Phylogenetic characteristics of the TCE enrichment culture.
Prior to studying the activity and expression of RDase-encoding genes in the ANAS enrichment, a clone library was constructed to evaluate the species distribution and to determine whether the phylogenetic makeup of this enrichment had changed significantly since its previous characterization (36). Reassuringly, the species distributions in the two libraries showed strong similarity. The functionally important Dehalococcoides spp. comprised 10% of the clones, and Dehalobacter restrictus strain TEA was most similar to 2% of the clones. Fermenting organisms were also well represented in the clones, including Clostridium lactatifermentans (48%) and Desulfovibrio desulfuricans (4%). Sequence analysis of the 10 clones belonging to the genus Dehalococcoides showed that all 10 had at least 97% similarity to the isolated Dehalococcoides strains deposited in GenBank.

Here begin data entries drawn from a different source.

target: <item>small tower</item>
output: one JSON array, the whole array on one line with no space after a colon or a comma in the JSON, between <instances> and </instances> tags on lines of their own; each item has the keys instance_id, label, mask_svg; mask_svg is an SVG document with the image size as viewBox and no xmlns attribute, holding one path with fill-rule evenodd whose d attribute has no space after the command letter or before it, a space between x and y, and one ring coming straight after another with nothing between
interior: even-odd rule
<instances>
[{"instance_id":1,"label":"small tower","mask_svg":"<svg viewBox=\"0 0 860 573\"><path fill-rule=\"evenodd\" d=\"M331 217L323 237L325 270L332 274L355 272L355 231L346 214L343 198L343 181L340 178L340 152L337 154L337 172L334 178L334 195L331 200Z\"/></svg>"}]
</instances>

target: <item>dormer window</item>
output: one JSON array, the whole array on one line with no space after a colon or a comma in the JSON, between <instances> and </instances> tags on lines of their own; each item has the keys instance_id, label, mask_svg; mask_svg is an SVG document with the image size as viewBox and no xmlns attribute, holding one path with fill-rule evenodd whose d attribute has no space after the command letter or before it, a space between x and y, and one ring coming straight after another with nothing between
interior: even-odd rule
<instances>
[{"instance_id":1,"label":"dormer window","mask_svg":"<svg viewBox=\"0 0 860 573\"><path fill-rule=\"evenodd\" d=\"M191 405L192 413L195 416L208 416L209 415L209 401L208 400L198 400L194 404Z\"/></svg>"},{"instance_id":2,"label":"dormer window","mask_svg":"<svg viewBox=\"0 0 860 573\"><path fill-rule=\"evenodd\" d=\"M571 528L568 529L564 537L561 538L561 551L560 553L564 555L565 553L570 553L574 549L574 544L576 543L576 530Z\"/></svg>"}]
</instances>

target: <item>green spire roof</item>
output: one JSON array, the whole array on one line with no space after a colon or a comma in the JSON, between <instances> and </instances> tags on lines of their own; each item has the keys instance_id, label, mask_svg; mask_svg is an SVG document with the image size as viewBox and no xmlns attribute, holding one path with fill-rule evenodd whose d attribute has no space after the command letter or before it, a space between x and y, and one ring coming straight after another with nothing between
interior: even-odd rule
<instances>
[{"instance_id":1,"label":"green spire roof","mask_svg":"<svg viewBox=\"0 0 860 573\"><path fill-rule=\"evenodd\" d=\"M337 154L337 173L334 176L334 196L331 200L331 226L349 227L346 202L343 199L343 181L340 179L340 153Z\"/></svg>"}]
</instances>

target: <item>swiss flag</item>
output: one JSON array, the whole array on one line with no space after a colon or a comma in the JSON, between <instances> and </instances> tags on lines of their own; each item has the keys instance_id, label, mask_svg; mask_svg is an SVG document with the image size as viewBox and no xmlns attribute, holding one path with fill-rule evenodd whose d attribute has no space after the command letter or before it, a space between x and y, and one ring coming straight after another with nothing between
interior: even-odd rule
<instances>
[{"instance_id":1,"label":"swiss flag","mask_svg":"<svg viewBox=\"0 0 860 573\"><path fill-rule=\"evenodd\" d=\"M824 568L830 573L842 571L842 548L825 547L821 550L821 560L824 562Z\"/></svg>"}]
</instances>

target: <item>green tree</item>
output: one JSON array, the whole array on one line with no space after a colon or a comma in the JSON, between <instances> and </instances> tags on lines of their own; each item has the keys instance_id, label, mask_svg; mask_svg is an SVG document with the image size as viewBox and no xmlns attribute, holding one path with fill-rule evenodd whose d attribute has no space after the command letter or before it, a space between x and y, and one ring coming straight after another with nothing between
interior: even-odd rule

Dechlorination activity and expression of the tceA and vcrA genes in ANAS.
The expression dynamics of the two reductive dehalogenase genes were characterized in the ANAS enrichment culture. After the chlorinated-ethene-starved cells were exposed to TCE or cDCE, both the tceA and vcrA genes were up-regulated by 3 to 4 orders of magnitude (Fig. 2). However, while the vcrA gene was significantly up-regulated by 3 orders of magnitude during VC exposure, the tceA gene showed only a weak response, with an increase of less than 3.5-fold (Fig. 2). The culture amended with no electron acceptor showed no change in its expression profile throughout the experiment (Fig. 2).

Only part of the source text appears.